Dans le flot irrépressible et salutaire de libération de la parole des femmes, certaines choisissent le témoignage brut, le réalisme documentaire ou l’historicisation politique des violences sexistes. D’autres, comme Celine Chariot, s’insèrent dans une veine conceptuelle et esthétisante, qui concède à l’image ce qu’elle refuse à la parole directe, une fois que le sujet du « Je vais vous parler de viol » est énoncé de la façon la plus simple et explicite qui soit. La voix off qui commente le dispositif n’est d’ailleurs pas celle de la comédienne, et ne décrira rien d’autre que les quelques indices émergeant d’une mémoire brisée.
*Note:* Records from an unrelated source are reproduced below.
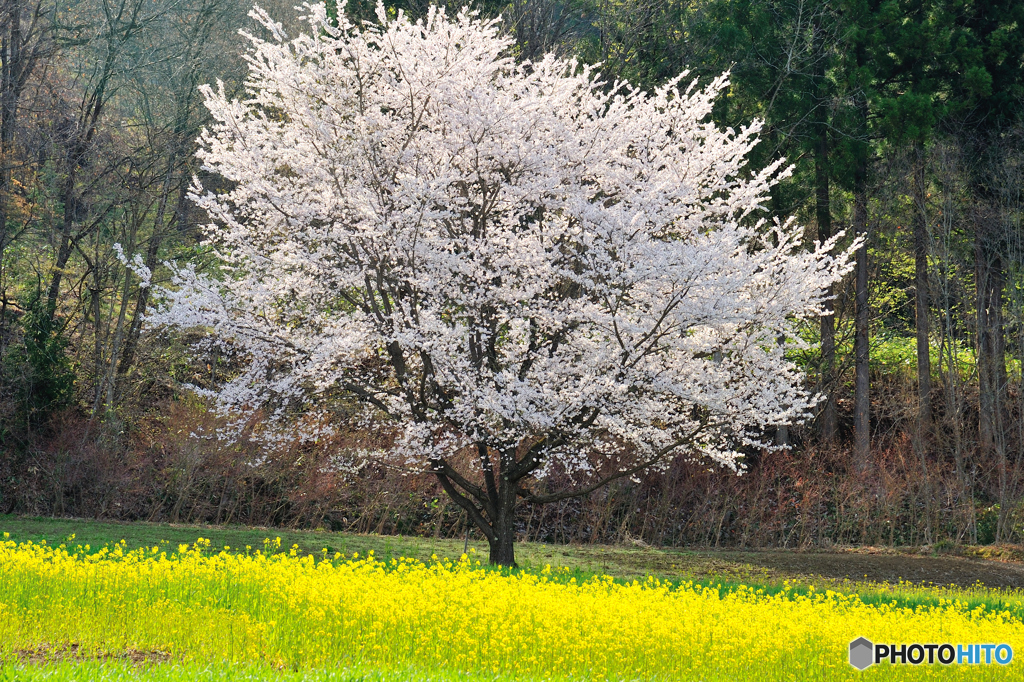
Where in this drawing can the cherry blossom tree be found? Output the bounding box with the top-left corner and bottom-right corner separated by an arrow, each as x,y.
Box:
152,5 -> 849,565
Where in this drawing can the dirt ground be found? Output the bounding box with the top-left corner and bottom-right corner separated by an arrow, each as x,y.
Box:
704,551 -> 1024,588
6,516 -> 1024,589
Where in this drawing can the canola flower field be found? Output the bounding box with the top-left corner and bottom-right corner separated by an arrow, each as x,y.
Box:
0,536 -> 1024,682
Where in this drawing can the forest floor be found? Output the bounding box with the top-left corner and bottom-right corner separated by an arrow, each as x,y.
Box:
0,515 -> 1024,589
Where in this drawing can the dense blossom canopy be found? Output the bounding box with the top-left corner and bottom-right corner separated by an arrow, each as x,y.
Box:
154,5 -> 849,475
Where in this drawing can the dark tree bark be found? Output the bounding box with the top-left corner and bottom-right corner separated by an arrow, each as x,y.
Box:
913,142 -> 932,421
853,166 -> 871,470
975,210 -> 1007,455
814,17 -> 838,443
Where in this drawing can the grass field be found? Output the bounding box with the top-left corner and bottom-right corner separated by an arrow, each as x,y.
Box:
0,517 -> 1024,682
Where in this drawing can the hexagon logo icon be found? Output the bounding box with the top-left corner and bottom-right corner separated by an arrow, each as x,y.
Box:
850,637 -> 874,670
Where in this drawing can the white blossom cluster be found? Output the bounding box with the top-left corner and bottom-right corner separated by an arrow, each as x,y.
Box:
151,5 -> 849,483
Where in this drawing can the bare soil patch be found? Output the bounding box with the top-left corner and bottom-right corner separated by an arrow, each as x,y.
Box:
688,548 -> 1024,588
14,642 -> 171,665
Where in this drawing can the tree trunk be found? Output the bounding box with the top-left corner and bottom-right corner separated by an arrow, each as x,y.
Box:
814,118 -> 838,442
913,142 -> 932,421
487,491 -> 516,567
814,17 -> 838,443
853,159 -> 871,470
913,141 -> 935,544
975,211 -> 1007,455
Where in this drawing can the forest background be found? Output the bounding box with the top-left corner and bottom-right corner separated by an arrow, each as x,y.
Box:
0,0 -> 1024,547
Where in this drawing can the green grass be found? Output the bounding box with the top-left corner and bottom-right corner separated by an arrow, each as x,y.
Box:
0,659 -> 511,682
6,516 -> 1024,621
0,516 -> 1024,682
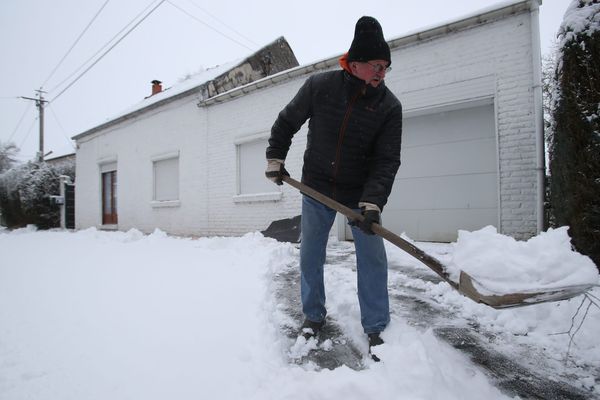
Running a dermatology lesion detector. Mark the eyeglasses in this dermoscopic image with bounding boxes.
[366,61,392,73]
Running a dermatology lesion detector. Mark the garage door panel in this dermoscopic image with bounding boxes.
[397,138,497,179]
[382,208,498,242]
[402,105,495,147]
[383,104,499,241]
[386,173,498,210]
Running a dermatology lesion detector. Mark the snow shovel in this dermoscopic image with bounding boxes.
[282,176,594,309]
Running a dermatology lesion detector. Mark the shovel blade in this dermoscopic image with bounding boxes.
[458,271,595,309]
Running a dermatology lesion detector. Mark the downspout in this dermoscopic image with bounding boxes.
[529,0,546,233]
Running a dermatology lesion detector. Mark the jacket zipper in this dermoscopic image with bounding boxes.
[332,88,364,199]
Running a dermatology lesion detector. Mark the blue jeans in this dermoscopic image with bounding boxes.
[300,196,390,334]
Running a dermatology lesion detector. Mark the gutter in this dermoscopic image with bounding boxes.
[530,0,546,233]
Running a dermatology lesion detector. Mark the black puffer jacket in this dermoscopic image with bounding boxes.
[267,70,402,209]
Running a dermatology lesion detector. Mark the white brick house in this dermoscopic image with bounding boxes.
[75,0,544,241]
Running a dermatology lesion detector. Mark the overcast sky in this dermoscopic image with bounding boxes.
[0,0,570,160]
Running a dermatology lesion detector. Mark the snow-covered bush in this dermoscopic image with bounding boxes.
[0,142,19,174]
[550,0,600,266]
[0,162,75,229]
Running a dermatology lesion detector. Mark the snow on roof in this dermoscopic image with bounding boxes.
[558,0,600,48]
[107,59,243,121]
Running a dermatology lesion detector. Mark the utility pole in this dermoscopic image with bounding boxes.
[21,88,48,162]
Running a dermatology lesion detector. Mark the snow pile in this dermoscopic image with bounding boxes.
[448,226,598,293]
[558,0,600,48]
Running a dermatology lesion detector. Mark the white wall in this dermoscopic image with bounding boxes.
[75,97,209,234]
[76,4,536,238]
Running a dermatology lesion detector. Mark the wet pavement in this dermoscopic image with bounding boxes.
[274,242,600,400]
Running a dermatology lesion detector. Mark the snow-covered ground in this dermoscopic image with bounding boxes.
[0,229,600,400]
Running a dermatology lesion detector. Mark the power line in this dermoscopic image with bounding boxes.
[42,0,110,87]
[167,0,254,51]
[19,117,38,148]
[50,0,165,101]
[8,103,32,142]
[183,0,259,48]
[50,0,159,92]
[51,0,166,102]
[49,107,75,150]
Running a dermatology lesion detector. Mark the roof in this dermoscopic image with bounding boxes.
[198,0,542,107]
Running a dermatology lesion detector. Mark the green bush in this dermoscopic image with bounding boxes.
[550,0,600,272]
[0,162,75,229]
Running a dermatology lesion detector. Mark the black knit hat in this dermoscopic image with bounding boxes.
[348,17,392,64]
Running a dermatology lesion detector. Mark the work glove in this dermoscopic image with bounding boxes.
[265,158,290,185]
[355,202,381,235]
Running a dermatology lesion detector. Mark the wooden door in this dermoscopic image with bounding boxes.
[102,171,118,225]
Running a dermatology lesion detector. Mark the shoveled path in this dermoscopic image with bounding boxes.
[274,241,597,400]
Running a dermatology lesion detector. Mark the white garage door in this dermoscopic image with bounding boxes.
[383,104,498,242]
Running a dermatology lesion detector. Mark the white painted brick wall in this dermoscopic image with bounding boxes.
[76,7,537,238]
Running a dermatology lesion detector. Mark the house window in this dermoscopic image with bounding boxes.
[237,138,277,195]
[102,171,118,225]
[153,156,179,201]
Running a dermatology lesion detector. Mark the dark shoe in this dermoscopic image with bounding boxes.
[368,333,383,362]
[300,319,325,340]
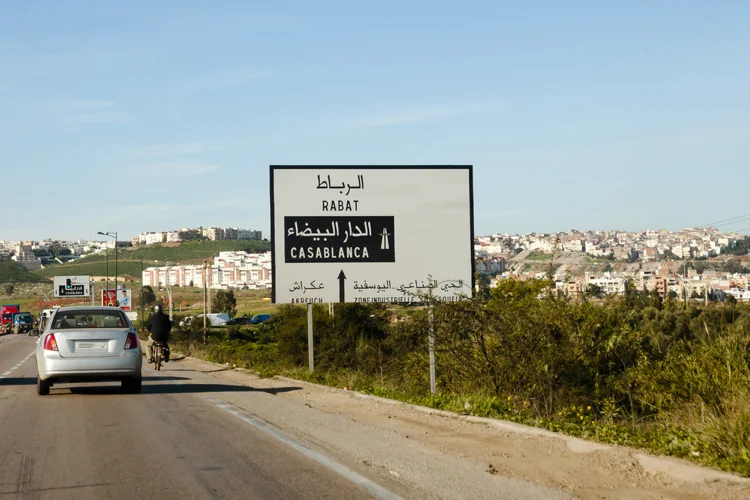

Dès lors, l’objet de la représentation devient la reconstitution clinique mais avortée, dans une plastique de police scientifique, de la scène du drame que l’on ne fait qu’imaginer, autour d’un matelas posé au centre du plateau. L’intelligence du projet de Celine Chariot est de faire percuter la profusion des signes réalistes – preuves tangibles d’un espace-temps englouti par l’amnésie – avec un langage poétique du détournement. Alors le spectacle déroule une violence en creux, celle de coquilles d’huîtres éclatées à la masse, de notes désaccordées du morceau « Desafinado », et surtout l’attente d’une catharsis qui, bien qu’elle n’arrive jamais vraiment, germe sous les planches du théâtre.